The parallels between Mac addicts and Campy cultists are striking. Both pay a premium for well-designed, visually appealing products, often featuring unfamiliar technology that later becomes standard. Both are proud minorities, giving the collective finger to companies with a virtual monopoly in the field (Shimano, in case you haven’t heard, is the Microsoft of bicycle components). And both groups include extremists that take things a little too far. But I’ve said enough; read the story.

Monday, December 13, 2004

Site news

Speak to me

As much as I enjoy working on this site, it’s a pretty thankless job most of the time, owing to the fact that it’s a pretty one-sided conversation I have with my visitors. There used to be a lot more e-mail links all over the site, but nobody ever used them. Until recently, in fact, I had never heard from anyone that I didn’t already know.

Lately, I’ve definitely heard from more folks out there, as the president would say — the Danesch family of Hungary, for instance, and a Frank Allison fan somewhere. So I’m all the more inspired to open up a new channel of communication, and make this blog a two-way street. Henceforth and retroactively, all the posts will end with a link to see comments and a link to make them, which is pretty much the same place. What I’m saying is, talk back. Give me some input. I’m eager to hear from you.

There aren’t a lot of controls imposed on the posting, because I’m trusting my fellow man not to be a jackass. There’s no doubt in my mind that the comments will soon be overrun with ads for discount drugs, but until then, have fun.

Friday, December 10, 2004

Earth needs editors

College textbooks: As crappy as they are expensive

If you haven’t been to college in a while, you might be surprised to learn that the average new textbook costs more than $100, meaning the average student spends almost $900 a year on books.

What do you get for your money?
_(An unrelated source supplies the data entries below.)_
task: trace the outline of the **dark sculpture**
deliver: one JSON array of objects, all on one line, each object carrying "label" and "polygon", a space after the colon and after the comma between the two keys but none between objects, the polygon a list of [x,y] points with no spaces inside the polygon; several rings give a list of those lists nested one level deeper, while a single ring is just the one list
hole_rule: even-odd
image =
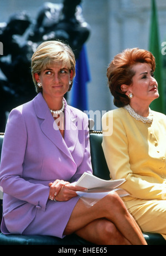
[{"label": "dark sculpture", "polygon": [[89,26],[79,6],[81,2],[46,2],[39,9],[35,22],[23,12],[12,15],[6,26],[0,27],[0,42],[3,44],[0,69],[6,78],[0,79],[1,132],[5,129],[6,112],[35,95],[30,58],[39,44],[48,40],[64,41],[73,49],[76,59],[78,58],[90,34]]}]

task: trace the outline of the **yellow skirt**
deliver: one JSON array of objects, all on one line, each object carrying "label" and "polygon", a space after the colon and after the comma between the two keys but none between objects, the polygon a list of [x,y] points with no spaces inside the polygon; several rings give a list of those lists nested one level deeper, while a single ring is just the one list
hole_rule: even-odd
[{"label": "yellow skirt", "polygon": [[124,203],[142,232],[161,234],[166,240],[166,200],[134,198]]}]

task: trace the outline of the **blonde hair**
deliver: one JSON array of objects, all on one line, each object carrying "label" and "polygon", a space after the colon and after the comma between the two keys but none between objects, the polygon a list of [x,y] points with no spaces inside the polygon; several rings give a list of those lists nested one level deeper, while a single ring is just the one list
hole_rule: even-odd
[{"label": "blonde hair", "polygon": [[[68,44],[60,41],[45,41],[37,48],[31,58],[31,72],[33,82],[37,93],[42,92],[35,78],[35,73],[40,74],[43,68],[50,67],[53,62],[61,63],[67,66],[70,72],[73,71],[73,78],[75,76],[75,58],[74,54]],[[72,81],[69,91],[72,86]]]}]

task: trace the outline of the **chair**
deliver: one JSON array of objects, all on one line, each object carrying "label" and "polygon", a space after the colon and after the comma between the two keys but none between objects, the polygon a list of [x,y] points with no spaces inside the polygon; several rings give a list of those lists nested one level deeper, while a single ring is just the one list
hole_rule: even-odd
[{"label": "chair", "polygon": [[[0,133],[0,160],[4,133]],[[103,179],[110,179],[110,173],[101,147],[101,132],[90,132],[90,149],[94,174]],[[0,220],[2,215],[2,200],[0,202]],[[143,235],[148,245],[166,244],[165,240],[159,234],[144,233]],[[0,233],[0,244],[14,245],[91,245],[91,243],[75,234],[63,239],[46,235],[4,235]]]}]

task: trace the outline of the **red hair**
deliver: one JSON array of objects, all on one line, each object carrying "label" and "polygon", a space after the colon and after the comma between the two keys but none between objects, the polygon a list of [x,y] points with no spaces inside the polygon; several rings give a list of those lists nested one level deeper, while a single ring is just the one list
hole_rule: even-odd
[{"label": "red hair", "polygon": [[146,63],[155,68],[155,58],[149,51],[134,48],[127,49],[118,54],[107,68],[107,76],[111,93],[114,97],[116,107],[124,107],[129,103],[129,98],[121,90],[121,85],[130,86],[135,72],[132,67],[138,63]]}]

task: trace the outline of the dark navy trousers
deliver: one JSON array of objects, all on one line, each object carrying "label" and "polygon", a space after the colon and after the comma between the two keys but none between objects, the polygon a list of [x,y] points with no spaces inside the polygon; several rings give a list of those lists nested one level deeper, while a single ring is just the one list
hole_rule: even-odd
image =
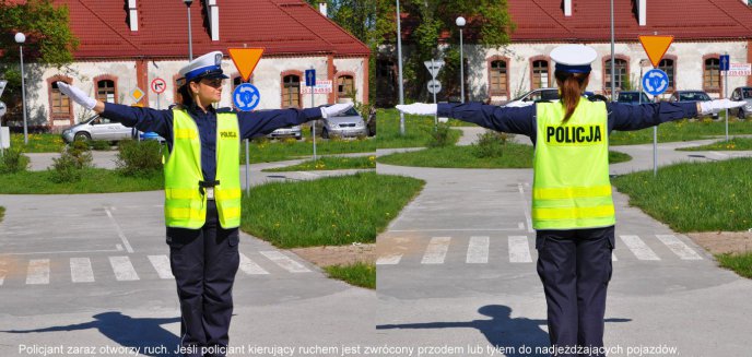
[{"label": "dark navy trousers", "polygon": [[538,275],[545,291],[552,346],[569,347],[563,352],[603,346],[606,291],[611,279],[613,247],[613,226],[537,231]]},{"label": "dark navy trousers", "polygon": [[180,354],[224,356],[240,260],[238,229],[222,228],[214,201],[208,201],[203,227],[168,227],[167,245],[180,299]]}]

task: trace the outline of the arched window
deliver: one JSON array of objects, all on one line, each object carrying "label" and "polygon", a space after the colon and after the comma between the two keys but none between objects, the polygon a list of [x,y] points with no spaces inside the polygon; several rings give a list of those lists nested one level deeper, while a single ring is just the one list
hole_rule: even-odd
[{"label": "arched window", "polygon": [[295,74],[282,78],[282,108],[301,107],[301,76]]},{"label": "arched window", "polygon": [[115,98],[115,81],[102,80],[96,82],[96,98],[102,102],[117,103]]},{"label": "arched window", "polygon": [[545,88],[551,86],[549,81],[549,61],[532,61],[532,90]]},{"label": "arched window", "polygon": [[717,57],[705,59],[703,67],[703,90],[706,92],[720,91],[720,60]]},{"label": "arched window", "polygon": [[494,60],[489,63],[489,93],[504,95],[507,92],[508,74],[505,60]]},{"label": "arched window", "polygon": [[[626,83],[630,80],[628,78],[628,68],[626,64],[625,59],[616,58],[615,59],[615,66],[614,66],[614,87],[616,91],[624,91],[626,90]],[[611,91],[611,59],[606,60],[606,91]]]}]

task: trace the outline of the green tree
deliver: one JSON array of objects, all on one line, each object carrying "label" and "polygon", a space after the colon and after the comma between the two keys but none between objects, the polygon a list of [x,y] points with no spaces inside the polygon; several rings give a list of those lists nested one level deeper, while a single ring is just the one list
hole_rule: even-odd
[{"label": "green tree", "polygon": [[[0,0],[0,79],[8,81],[2,100],[8,104],[3,119],[21,116],[21,71],[19,44],[15,34],[26,35],[24,62],[62,67],[73,60],[72,51],[79,45],[69,26],[68,8],[55,5],[51,0]],[[26,79],[35,70],[26,67]],[[28,81],[27,81],[28,84]]]}]

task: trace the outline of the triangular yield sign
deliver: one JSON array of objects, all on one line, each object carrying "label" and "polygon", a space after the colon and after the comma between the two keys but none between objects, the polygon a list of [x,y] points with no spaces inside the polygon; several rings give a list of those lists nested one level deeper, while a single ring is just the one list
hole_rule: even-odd
[{"label": "triangular yield sign", "polygon": [[643,44],[653,67],[658,68],[660,60],[673,41],[673,36],[639,36],[639,41]]},{"label": "triangular yield sign", "polygon": [[261,59],[261,55],[263,55],[263,48],[227,48],[227,51],[243,80],[248,82],[256,64]]}]

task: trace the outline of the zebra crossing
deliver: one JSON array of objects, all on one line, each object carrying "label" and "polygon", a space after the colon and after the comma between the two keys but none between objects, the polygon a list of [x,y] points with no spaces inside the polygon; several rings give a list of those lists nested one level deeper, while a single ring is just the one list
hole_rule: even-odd
[{"label": "zebra crossing", "polygon": [[[238,278],[242,276],[269,276],[273,274],[312,272],[305,264],[281,251],[268,250],[248,254],[240,252],[239,254]],[[25,275],[25,278],[23,275]],[[35,258],[27,261],[9,255],[0,257],[0,289],[9,285],[34,286],[57,283],[137,282],[155,278],[173,278],[169,257],[166,254],[146,257],[55,257]],[[10,282],[14,283],[11,284]]]},{"label": "zebra crossing", "polygon": [[[619,235],[616,249],[612,253],[612,260],[620,261],[698,261],[703,260],[701,253],[674,235],[649,235],[641,238],[636,235]],[[388,240],[388,239],[385,239]],[[532,263],[537,254],[534,250],[534,236],[472,236],[466,237],[432,237],[425,247],[419,249],[422,252],[420,264],[436,265],[447,262],[450,254],[465,257],[467,264],[487,264],[494,261],[503,261],[513,264]],[[380,242],[379,242],[380,245]],[[506,246],[506,250],[503,246]],[[651,248],[653,247],[653,248]],[[416,253],[406,252],[400,243],[390,246],[388,241],[380,247],[383,253],[376,260],[376,265],[397,265],[407,263],[406,259],[413,259]],[[498,252],[504,252],[498,254]],[[659,251],[657,253],[656,251]],[[618,255],[620,258],[618,258]]]}]

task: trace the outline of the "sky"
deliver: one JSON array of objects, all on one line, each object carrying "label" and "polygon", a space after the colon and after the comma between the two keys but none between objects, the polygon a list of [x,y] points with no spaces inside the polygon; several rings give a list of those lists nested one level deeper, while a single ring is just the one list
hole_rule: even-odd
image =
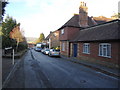
[{"label": "sky", "polygon": [[118,12],[120,0],[8,0],[6,14],[12,16],[26,37],[45,37],[50,31],[59,29],[75,13],[79,13],[80,2],[88,7],[88,16],[110,18]]}]

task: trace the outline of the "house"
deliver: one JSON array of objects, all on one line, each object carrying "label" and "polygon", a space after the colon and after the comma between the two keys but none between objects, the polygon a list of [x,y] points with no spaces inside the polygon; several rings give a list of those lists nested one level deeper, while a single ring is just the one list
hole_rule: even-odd
[{"label": "house", "polygon": [[86,3],[81,2],[79,14],[58,29],[61,55],[118,67],[118,22],[103,16],[89,17]]},{"label": "house", "polygon": [[50,32],[50,34],[45,38],[45,40],[49,46],[49,48],[56,48],[60,46],[59,41],[59,31]]},{"label": "house", "polygon": [[104,23],[109,19],[102,17],[93,18],[88,16],[88,7],[86,3],[81,2],[79,7],[79,14],[74,14],[74,16],[67,21],[59,30],[59,40],[61,47],[61,54],[64,56],[70,56],[70,43],[69,41],[73,39],[77,33],[83,28],[94,26],[100,23]]},{"label": "house", "polygon": [[120,65],[118,19],[82,29],[70,42],[71,57],[115,68]]}]

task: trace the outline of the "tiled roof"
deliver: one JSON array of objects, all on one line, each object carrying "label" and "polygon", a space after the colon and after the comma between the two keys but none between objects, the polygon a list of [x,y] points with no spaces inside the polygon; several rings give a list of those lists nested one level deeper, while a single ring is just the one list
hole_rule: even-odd
[{"label": "tiled roof", "polygon": [[[100,18],[92,18],[88,16],[88,26],[94,26],[96,24],[104,23],[107,20],[100,20]],[[60,27],[58,30],[64,28],[64,27],[80,27],[79,25],[79,15],[75,14],[70,20],[68,20],[62,27]]]},{"label": "tiled roof", "polygon": [[117,19],[104,24],[82,29],[71,41],[76,42],[118,39],[120,40],[120,20]]},{"label": "tiled roof", "polygon": [[49,40],[50,36],[52,35],[53,32],[50,32],[50,34],[45,38],[45,40]]},{"label": "tiled roof", "polygon": [[79,15],[74,15],[69,21],[67,21],[61,28],[64,27],[80,27],[79,26]]}]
Inevitably, you get a CD-ROM and access to some online repository of worthless video clips. You’re also likely to get a new annual revision, hastily cobbled together from last year’s book, full of sloppy errors and disagreements between the text and the index.

Sadly, I’ve come to expect shoddy editing in my slick $110 textbooks, but every now and then, I see the kind of error that every single person involved in the book’s production should have noticed. Today’s example comes from Shirley Biagi’s Media/Impact: An Introduction to Mass Media, Seventh Edition. It’s published by Thomson/Wadsworth, a leader in the field of costly, crappy textbooks.

9-11-03 attacks?


Earth needs editors

Crappy college textbooks: Just one more today

Another winner from Dye’s Politics in America.

In order to appreciate this one, you have to know that Congress meets in the Capitol building, and what the Capitol looks like. It would also be helpful if you could recognize the White House. Apparently those things are not common knowledge among the people cranking out political science texts at Prentice-Hall’s Pearson Education division.

mislabeled White House


Earth needs editors

Crappy college textbooks: Not an isolated incident

Here’s another gem from Politics in America, Fifth Edition, basic version, by Thomas R. Dye. In addition to some truly horrible writing, this book has the kind of mistakes that make you wonder where the editors have been living for the last 20 years.

Al Gore, Republican

(In case you’ve been hiding out with the editors, Al Gore is not a Republican. He is a Martian.)

They get extra points for leaving out a needed comma, making it sound as if New Hampshire had never hosted a Republican primary before.